Three minors were denied abortions by the judges, who attempt to decide whether the girl is mature enough to make the decision on her own. In Pima County, which has the state’s second-highest number of abortions, just seven court petitions for abortions were filed, with all being approved.
Both Herrod and Jarrett said it strains credibility to believe all but 27 minors in the county who received abortions received written permission from their parents.
“I’m skeptical that verification is being done,” Herrod said. “The numbers raise some troubling questions.”
Another part of the problem is that abortion in general is thought to be vastly underreported. Though doctors and clinics are legally obligated to report the abortions they perform, no one holds them accountable if they fail to do so, Mrelo said.
In 1998, when legislators threatened to tighten regulations on abortions, Mrelo said, there was a spike in the number of abortions reported — 14,606. In the years since, the numbers have dropped back to more average levels of about 9,000 or 10,000 per year.
Planned Parenthood provides most of the reporting, he said.
Bryan Howard of Planned Parenthood disagreed that the new law has had much effect.
Of 279 minors who received abortion procedures at Planned Parenthood of Central and Northern Arizona, which includes facilities in Maricopa County, 93 percent submitted signed parental consent forms, Howard said. The rest had a judge’s approval, he said.
If Planned Parenthood clinicians believe the signature is bogus, they may call a parent or ask minors to bring in a copy of their parent’s driver’s license, he said.
Howard said that about 80 percent of minors who had abortions before March came in with their parents.
“We’re not talking about a sweeping change,” he said.
He acknowledged that figure is only an estimate because Planned Parenthood did not track that information before March.
Nancy Bennett, a spokeswoman for Planned Parenthood in Oregon, said 60 percent to 70 percent of minor patients report that they informed a parent of their intent to get an abortion.
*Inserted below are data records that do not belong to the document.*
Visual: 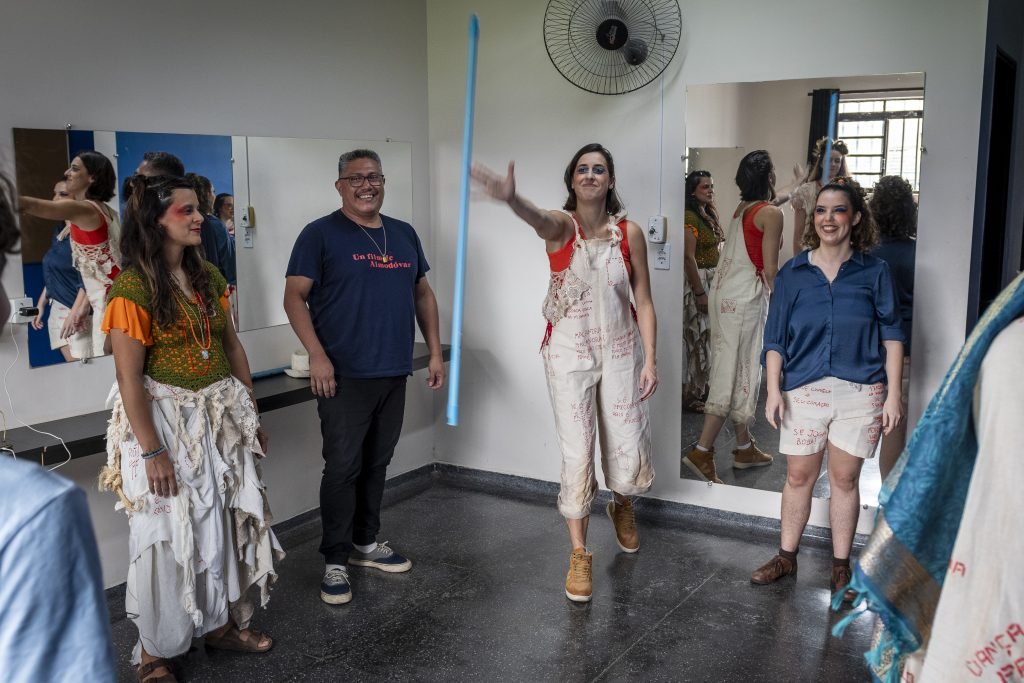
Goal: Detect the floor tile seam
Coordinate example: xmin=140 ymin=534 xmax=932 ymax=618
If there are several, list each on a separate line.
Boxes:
xmin=591 ymin=571 xmax=718 ymax=683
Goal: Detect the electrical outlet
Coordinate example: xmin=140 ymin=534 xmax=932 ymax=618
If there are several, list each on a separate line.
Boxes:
xmin=647 ymin=216 xmax=665 ymax=244
xmin=7 ymin=297 xmax=35 ymax=323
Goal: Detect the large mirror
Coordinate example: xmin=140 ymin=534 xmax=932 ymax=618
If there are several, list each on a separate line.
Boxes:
xmin=680 ymin=74 xmax=925 ymax=505
xmin=13 ymin=128 xmax=413 ymax=368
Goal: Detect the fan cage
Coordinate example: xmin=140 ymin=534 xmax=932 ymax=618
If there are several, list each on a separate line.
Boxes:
xmin=544 ymin=0 xmax=682 ymax=95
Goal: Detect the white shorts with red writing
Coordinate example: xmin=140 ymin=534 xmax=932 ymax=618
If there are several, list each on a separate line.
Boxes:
xmin=778 ymin=377 xmax=887 ymax=459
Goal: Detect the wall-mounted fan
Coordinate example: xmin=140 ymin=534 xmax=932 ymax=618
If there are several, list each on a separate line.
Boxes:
xmin=544 ymin=0 xmax=683 ymax=95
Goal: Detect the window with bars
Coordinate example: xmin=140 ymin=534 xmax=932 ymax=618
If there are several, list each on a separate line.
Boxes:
xmin=837 ymin=95 xmax=925 ymax=191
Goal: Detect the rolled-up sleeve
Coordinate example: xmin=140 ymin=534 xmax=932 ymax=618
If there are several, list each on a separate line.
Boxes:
xmin=761 ymin=270 xmax=790 ymax=369
xmin=874 ymin=261 xmax=906 ymax=344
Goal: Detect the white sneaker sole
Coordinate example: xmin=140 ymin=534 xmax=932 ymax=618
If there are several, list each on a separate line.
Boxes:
xmin=604 ymin=503 xmax=640 ymax=553
xmin=321 ymin=591 xmax=352 ymax=605
xmin=348 ymin=557 xmax=413 ymax=573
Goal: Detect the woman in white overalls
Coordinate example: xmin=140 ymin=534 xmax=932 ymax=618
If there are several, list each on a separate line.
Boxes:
xmin=473 ymin=143 xmax=657 ymax=602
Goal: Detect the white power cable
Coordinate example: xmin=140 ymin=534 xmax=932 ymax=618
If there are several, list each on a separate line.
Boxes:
xmin=0 ymin=324 xmax=71 ymax=472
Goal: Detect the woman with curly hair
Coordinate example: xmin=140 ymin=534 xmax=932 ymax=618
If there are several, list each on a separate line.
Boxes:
xmin=100 ymin=175 xmax=283 ymax=681
xmin=870 ymin=175 xmax=918 ymax=479
xmin=19 ymin=151 xmax=121 ymax=355
xmin=683 ymin=171 xmax=725 ymax=413
xmin=683 ymin=150 xmax=782 ymax=483
xmin=751 ymin=177 xmax=904 ymax=597
xmin=790 ymin=137 xmax=850 ymax=256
Oregon does not require parental consent, and the clinics don’t verify whether the minors are telling the truth, she said.
Others believe less than half of minors may have informed their parents before the law changed that they were considering, or had obtained, an abortion.
Arizona State University student Jacinta Anaya, 22, said she knew two people who had obtained abortions as minors a few years ago, and neither told a parent.
“I think it’s really doubtful that most people would,” said Nikki Hoover, 18, another ASU student.